Subsequently, the abundance ratios of the identified constituent compounds of the resin are measured and calculated by solid 1H-NMR. Structure determination is performed using nuclear magnetic resonance spectroscopy (41-NMR) [400 MHz, CDCl3, room temperature (25° C.)].
The mol ratio of each monomer component is obtained from the integrated value of the obtained spectrum, and the composition ratio (% by mass) is calculated based thereon.
Amount of Compound Represented by Formula (1)

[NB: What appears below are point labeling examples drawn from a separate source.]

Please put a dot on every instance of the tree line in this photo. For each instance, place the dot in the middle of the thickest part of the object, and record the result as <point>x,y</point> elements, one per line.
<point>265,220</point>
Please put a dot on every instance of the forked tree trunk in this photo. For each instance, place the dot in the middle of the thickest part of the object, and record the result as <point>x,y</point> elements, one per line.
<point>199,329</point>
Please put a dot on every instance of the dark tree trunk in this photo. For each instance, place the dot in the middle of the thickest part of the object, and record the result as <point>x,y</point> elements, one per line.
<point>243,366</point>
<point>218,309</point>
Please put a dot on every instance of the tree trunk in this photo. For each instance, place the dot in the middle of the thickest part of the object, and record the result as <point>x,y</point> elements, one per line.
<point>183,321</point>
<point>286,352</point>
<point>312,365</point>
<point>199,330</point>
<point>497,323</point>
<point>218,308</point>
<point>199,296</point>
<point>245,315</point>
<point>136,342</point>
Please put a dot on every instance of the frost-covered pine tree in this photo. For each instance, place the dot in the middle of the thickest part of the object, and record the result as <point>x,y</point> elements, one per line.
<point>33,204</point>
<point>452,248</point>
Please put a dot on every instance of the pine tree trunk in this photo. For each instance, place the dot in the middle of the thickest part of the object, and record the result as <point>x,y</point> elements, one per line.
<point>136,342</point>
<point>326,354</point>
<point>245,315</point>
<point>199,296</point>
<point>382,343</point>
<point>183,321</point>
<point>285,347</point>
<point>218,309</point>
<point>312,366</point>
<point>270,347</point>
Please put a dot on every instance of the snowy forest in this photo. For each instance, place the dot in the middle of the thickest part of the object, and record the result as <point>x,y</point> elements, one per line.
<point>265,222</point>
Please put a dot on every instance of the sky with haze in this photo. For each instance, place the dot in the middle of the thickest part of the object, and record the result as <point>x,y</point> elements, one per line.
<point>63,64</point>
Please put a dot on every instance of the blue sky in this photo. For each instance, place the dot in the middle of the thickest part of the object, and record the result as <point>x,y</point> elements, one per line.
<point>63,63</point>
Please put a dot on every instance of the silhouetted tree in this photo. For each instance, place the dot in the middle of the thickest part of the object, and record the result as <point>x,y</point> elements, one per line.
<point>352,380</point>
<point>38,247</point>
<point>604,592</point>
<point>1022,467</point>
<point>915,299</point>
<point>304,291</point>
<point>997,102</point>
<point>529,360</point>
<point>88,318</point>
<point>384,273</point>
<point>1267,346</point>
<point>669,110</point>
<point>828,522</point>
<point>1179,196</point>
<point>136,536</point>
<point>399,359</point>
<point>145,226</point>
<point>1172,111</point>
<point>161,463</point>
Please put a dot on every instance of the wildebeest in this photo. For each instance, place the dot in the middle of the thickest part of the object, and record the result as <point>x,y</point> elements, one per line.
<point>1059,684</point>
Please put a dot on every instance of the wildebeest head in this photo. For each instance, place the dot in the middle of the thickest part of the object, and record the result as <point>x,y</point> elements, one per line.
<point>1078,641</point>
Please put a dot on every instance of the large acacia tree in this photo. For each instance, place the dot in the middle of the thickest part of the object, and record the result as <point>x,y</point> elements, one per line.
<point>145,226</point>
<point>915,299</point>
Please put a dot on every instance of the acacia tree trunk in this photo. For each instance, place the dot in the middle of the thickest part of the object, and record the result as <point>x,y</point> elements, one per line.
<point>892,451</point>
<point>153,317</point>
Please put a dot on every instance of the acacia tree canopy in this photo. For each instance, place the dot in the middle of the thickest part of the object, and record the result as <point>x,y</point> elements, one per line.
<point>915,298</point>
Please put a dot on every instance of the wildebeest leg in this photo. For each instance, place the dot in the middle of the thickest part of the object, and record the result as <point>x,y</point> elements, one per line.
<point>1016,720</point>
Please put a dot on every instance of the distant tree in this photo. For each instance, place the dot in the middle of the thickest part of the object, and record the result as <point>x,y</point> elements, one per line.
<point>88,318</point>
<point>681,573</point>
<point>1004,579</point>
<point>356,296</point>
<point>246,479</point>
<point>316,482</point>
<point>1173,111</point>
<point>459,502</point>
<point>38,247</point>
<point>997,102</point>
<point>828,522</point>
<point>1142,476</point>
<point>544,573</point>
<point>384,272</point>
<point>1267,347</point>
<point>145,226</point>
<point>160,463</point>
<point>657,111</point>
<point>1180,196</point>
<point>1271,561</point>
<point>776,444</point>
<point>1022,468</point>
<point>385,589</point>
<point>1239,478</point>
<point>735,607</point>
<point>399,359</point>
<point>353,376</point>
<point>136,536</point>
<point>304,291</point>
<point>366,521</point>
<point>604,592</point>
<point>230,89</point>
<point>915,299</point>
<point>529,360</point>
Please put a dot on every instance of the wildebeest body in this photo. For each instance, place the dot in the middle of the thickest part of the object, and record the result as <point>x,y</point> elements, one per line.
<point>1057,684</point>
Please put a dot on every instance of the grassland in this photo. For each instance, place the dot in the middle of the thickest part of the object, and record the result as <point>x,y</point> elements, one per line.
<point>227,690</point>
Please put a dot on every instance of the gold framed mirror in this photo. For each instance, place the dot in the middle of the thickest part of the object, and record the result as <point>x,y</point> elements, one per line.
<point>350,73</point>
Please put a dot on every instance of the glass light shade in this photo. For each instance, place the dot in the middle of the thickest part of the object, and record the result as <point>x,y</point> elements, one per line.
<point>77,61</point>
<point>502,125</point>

A total of 2 g of toner and 18 g of ethanol are added, homogenized by hand, and then irradiated with ultrasonic waves for 5 min. The resultant composition is allowed to stand in a thermostat at 60° C. for a whole day and night, and further allowed to stand at room temperature for 3 days. The supernatant of the resultant sample is collected and filtered through a PTFE syringe filter (pore size 250 nm), and the filtrate is used as an extraction sample.
The GC/MS device is GC TRACE-1310 (manufactured by Thermo Fisher Scientific Corp.), the detector is a single quadrupole analyzer MS ISQ LT (manufactured by Thermo Fisher Scientific Corp.), and the autosampler is TRIPLUS RSH (manufactured by Thermo Fisher Scientific Corp). The measurement is performed under the conditions shown below.
Samples for creating a calibration curve are prepared so that the concentration of the compound (1) in an ethanol solution is 10 ppm, 50 ppm, 100 ppm, and 250 ppm. These samples are measured under the aforementioned conditions, and a calibration curve is created from the area value of the peak derived from the aliphatic alcohol. The structure of the compound is determined by analyzing the above extract using an FT NMR apparatus JNM-EX400 (manufactured by JEOL Ltd.) [41-NMR 400 MHz, CDCl3, room temperature (25° C.)] (also used with 13C-NMR etc.). Based on the information obtained by the above method, the amount (on a mass basis) of the compound with respect to the toner is calculated.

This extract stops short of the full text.